Hi everybody,
I have a few general questions regarding memory management when working with RooWorkspaces. I am currently working with RooWorkspaces but can not seem to really understand the memory consumption or how to free the occupied memory properly. However, I would really like to understand the memory consumption better and keep it at a necessary minimum.
Maybe it is best if I try to describe what I would like to do in simple words: So, I have roughly 150 Rootfiles which are each about 33Mb in size (combined ~5Gb). Each of those Rootfiles consist of 1 RooWorkspace which in turn consists of 10 roughly equally large indexed RooDatasets. So, I conclude that each of these 10 RooDatasets is roughly 3.3Mb large. Now I loop over all the indeces of the RooDatasets. For each index I open all 150 files, extract the 150 RooDatasets, add them together, do some manipulation on them. store the result, free up the memory and then move on to the next index.
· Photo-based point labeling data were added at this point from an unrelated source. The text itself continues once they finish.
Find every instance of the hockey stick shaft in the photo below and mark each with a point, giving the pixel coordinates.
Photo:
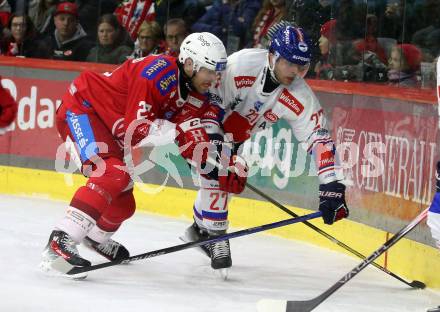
(75, 270)
(415, 284)
(309, 305)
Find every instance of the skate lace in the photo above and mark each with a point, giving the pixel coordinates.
(220, 249)
(69, 245)
(109, 248)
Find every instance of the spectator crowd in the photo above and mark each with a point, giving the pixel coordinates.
(381, 41)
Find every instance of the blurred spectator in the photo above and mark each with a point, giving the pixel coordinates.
(5, 12)
(109, 50)
(175, 31)
(428, 38)
(229, 20)
(188, 10)
(311, 15)
(272, 12)
(148, 40)
(323, 68)
(133, 13)
(41, 15)
(403, 65)
(69, 41)
(22, 41)
(370, 42)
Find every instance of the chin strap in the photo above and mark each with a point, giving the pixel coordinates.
(272, 67)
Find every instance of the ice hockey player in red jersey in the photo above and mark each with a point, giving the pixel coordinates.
(8, 109)
(259, 88)
(103, 113)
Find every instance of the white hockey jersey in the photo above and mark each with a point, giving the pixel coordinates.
(249, 109)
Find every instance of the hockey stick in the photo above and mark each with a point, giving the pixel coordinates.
(309, 305)
(66, 268)
(414, 284)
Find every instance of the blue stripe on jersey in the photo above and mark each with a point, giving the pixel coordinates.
(166, 82)
(83, 135)
(216, 216)
(435, 206)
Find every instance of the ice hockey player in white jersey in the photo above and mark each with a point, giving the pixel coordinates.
(434, 209)
(260, 87)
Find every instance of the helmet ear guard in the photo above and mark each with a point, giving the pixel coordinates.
(292, 44)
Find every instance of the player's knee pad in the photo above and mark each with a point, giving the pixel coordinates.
(211, 207)
(121, 209)
(112, 180)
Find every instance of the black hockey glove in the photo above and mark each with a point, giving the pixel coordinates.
(332, 202)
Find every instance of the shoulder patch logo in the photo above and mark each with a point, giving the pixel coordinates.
(270, 116)
(244, 81)
(155, 67)
(166, 82)
(288, 100)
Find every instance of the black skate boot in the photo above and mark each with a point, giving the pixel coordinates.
(111, 250)
(61, 254)
(195, 233)
(220, 255)
(61, 245)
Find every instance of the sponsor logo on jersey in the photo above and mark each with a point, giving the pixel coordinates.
(167, 82)
(244, 81)
(151, 70)
(270, 116)
(288, 100)
(258, 105)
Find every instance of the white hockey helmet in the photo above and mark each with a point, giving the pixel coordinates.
(205, 50)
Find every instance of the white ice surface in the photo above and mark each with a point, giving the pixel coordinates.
(263, 267)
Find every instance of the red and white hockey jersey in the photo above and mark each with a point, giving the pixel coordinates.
(249, 109)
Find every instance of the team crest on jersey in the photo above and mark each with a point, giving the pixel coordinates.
(270, 116)
(166, 83)
(151, 70)
(244, 81)
(215, 99)
(288, 100)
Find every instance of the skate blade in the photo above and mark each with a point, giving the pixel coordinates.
(56, 268)
(222, 273)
Ideally, the memory consumption should never go much higher than roughly 150*3.3Mb or ~500Mb. However, I seem to have trouble freeing up the memory, as my memory consumption keeps increasing with each index instead of resetting.
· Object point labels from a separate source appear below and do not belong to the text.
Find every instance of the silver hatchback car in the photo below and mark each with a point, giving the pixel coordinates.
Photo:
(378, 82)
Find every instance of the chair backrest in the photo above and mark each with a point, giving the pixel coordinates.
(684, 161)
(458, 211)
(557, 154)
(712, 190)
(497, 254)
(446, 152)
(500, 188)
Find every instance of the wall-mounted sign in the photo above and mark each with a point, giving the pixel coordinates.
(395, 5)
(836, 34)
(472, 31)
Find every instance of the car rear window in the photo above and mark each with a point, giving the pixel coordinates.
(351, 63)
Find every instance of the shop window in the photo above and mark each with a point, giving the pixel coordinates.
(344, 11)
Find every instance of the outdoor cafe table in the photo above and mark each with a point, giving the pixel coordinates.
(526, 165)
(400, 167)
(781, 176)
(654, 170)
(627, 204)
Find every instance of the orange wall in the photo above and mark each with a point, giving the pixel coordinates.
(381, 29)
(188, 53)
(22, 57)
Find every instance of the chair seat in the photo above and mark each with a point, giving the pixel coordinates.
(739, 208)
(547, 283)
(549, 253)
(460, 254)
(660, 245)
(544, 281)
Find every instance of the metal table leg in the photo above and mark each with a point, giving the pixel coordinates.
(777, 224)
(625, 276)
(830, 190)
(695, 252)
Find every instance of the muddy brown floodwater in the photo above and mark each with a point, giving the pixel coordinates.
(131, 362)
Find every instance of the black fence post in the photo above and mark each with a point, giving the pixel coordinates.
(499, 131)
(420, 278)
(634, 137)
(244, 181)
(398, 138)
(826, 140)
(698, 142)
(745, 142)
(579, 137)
I tried looking for similar questions but didn’t find anything that helps me. Can you please help me? I will put below a simple version of my script:
The function to extract all the RooDatasets of a given index (please notice that this is a simplified version only to show you what I do):
void AddDataToWorkspace(RooWorkspace * MetaWorkSpace, int index) {
// I omit here how I get the name of the first file and a vector containing the names of all other files
// Initialising data with the first file
TFile * StandardFile = new TFile(first_file.c_str()); // "first_file" is the very first file out of the 150
RooWorkspace * w_first = (RooWorkspace*) StandardFile->Get("w");
RooDataSet * Data = (RooDataSet *) w_first->data(("Data_" + to_string(index)).c_str());
delete StandardFile;
// Adding all consecutive files
TFile * ToBeAddedFile;
RooWorkspace * w_to_be_added;
RooDataSet * Data_ToBeAdded;
for (std::vector<std::string>::iterator t = consecutive_files.begin(); // "consecutive_files" are the remaining 149 files
t != consecutive_files.end(); ++t) {
ToBeAddedFile = new TFile(t.c_str());
w_to_be_added = (RooWorkspace *) ToBeAddedFile->Get("w");
Data_ToBeAdded = (RooDataSet *) w_to_be_added->data(("Data_" + to_string(index)).c_str());
Data->append(*Data_ToBeAdded);
}
// delete Data_ToBeAdded;
delete w_to_be_added; // can not delete an empty workspace! this will delete the container
delete ToBeAddedFile;
// Putting the histogram into the meta-workspace and returning it
MetaWorkSpace->import(*Data);
return;
}
As you see, my idea is to have a “meta” workspace where the combined dataset will be in. Then I take the first file, initialise the RooDataset with the corresponding Dataset in there and then I loop through all the other files adding the corresponding datasets. In the process I try to free up the memory with:
delete StandardFile;
// and
delete w_to_be_added;
delete ToBeAddedFile;
Is this the correct way? I already have some other questions here as well. When I call “delete w_to_be_added”, does this free up the memory of all constituents of the workplace? I realised for example that I can not call “delete Data_ToBeAdded” first and then delete the workspace. Strangely, I also loose the RooDataSet “DataToBeAdded” when I delete the RooWorkspace “w_to_be_added”. So I am a bit confused what object takes the memory exactly? The RooWorkspace? The constituents of the Workspace? The file? And in what order should I delete them to free the memory?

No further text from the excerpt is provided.